With U.S. cotton production expected to exceed demand in 2020/21 for the fourth consecutive season, ending stocks are forecast to increase further to 7.6 million bales—compared with 2019/20’s estimate of 7.2 million bales—and reach their highest since 2007/08’s estimate of 10.1 million bales.
As a result, this season’s stocks-to-use ratio is expected to rise slightly to 43 percent, also the highest since 2007/08. Consequently, the 2020/21 upland farm price is forecast lower at 59 cents per pound, compared with 2019/20’s estimate of 59.5 cents.
U.S. Cotton Product Trade Declining in 2020
Total U.S. cotton textile and apparel trade declined considerably during the first half of 2020, compared with the corresponding 2019 period, as the effects of COVID-19 impacted the retail and manufacturing industries.
U.S. cotton product imports totaled the equivalent of only 6.5 million 480-pound bales of raw cotton during January-June 2020—compared with 9.0 million bales for the first 6 months of 2019—while cotton product exports declined from 1.7 million bale-equivalents to 1.0 million bale-equivalents.
As a result, the cotton textile and apparel trade deficit was nearly 24 percent lower during the first half of 2020, at 5.5 million bale-equivalents.
The source for U.S. cotton product imports remains concentrated among a handful of suppliers, however, with the top 5 countries accounting for nearly 68 percent of total imports during the first half of 2020, similar to the past 2 years.

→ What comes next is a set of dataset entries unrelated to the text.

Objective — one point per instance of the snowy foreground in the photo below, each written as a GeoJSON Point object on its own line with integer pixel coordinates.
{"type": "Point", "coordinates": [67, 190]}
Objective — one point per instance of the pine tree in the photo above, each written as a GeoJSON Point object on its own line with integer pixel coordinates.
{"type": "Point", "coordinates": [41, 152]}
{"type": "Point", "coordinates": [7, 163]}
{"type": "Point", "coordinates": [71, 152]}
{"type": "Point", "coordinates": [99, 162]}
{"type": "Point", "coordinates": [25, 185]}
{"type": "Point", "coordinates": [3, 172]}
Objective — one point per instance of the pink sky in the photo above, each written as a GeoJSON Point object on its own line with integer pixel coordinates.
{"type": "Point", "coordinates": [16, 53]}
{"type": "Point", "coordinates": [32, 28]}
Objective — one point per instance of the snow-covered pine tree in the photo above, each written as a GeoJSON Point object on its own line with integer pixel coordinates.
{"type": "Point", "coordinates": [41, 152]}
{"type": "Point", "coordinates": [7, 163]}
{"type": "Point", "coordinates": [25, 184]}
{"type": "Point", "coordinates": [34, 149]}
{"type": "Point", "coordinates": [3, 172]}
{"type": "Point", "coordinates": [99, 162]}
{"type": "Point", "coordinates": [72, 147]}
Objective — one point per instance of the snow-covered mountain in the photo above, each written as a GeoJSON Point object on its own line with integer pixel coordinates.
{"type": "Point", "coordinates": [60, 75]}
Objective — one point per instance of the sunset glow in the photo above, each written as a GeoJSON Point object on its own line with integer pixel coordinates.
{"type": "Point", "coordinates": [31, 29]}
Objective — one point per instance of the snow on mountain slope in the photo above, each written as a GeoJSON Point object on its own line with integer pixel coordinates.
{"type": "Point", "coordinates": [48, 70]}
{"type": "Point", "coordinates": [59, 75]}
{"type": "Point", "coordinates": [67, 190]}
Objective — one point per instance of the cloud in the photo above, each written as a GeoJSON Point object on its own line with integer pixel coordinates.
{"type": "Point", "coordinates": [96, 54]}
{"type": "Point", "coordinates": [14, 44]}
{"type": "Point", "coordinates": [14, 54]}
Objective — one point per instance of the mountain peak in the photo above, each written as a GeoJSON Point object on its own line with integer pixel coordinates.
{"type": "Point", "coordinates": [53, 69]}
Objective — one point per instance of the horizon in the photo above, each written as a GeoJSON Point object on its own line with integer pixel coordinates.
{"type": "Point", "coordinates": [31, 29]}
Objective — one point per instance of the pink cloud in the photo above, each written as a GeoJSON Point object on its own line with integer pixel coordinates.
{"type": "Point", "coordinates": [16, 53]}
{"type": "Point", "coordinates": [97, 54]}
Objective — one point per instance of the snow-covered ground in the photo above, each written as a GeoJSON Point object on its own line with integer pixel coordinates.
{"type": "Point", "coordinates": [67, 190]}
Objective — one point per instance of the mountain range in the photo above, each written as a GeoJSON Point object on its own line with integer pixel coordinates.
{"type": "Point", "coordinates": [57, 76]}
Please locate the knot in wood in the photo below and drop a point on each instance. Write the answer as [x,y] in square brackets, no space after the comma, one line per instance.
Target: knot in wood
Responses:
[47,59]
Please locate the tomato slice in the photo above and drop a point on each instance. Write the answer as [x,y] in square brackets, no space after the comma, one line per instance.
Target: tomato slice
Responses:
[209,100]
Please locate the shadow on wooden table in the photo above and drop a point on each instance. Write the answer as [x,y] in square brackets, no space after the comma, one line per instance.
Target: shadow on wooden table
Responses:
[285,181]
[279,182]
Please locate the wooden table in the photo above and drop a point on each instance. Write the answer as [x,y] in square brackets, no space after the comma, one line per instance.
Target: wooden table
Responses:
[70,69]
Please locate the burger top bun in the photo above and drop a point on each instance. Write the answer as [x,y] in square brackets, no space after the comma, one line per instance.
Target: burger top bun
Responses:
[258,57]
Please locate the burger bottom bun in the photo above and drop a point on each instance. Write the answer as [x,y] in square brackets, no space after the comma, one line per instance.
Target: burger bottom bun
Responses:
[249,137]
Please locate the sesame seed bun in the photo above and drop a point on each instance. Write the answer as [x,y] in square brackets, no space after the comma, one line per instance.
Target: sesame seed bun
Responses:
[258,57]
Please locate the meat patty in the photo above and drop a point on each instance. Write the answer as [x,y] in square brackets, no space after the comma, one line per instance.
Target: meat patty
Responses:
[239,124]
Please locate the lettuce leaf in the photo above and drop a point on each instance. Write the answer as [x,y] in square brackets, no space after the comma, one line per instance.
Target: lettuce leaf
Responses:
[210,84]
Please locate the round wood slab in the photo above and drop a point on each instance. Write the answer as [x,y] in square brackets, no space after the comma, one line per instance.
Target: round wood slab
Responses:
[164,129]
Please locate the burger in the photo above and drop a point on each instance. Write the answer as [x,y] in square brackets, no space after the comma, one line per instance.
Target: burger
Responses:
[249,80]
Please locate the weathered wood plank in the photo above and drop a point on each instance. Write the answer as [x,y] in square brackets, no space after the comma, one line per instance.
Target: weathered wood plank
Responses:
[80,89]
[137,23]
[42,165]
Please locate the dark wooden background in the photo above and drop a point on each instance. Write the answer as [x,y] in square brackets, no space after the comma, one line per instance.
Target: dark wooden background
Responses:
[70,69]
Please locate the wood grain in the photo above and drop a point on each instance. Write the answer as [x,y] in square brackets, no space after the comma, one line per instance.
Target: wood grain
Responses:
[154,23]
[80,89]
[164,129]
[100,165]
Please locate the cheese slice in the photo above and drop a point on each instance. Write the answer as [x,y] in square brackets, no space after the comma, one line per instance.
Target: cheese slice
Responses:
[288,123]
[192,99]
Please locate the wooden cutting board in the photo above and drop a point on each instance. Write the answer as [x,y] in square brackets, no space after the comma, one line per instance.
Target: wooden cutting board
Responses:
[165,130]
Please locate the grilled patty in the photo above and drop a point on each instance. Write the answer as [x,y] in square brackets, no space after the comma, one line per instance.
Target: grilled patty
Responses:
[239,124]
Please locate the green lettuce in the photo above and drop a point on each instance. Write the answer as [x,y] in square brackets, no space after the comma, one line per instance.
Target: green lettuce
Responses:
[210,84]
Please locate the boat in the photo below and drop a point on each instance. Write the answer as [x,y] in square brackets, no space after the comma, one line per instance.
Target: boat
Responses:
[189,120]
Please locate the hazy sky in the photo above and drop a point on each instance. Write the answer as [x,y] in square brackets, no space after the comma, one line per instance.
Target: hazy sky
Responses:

Compared with the same period in 2019, the share rose for 4 of the top 5 suppliers during the first 6 months of 2020.
Only imports from China saw a decrease, as manufacturers supplying the U.S. market appear to continue adjusting sourcing opportunities as a result of the uncertainty surrounding U.S.-China trade relations. Nevertheless, China remains the leading supplier of U.S. cotton product imports, accounting for 25 percent of the total during January-June of 2020.
India supplied 13 percent of U.S. cotton product imports, while Pakistan and Vietnam each contributed 10 percent; Bangladesh accounted for an additional 9 percent of the total.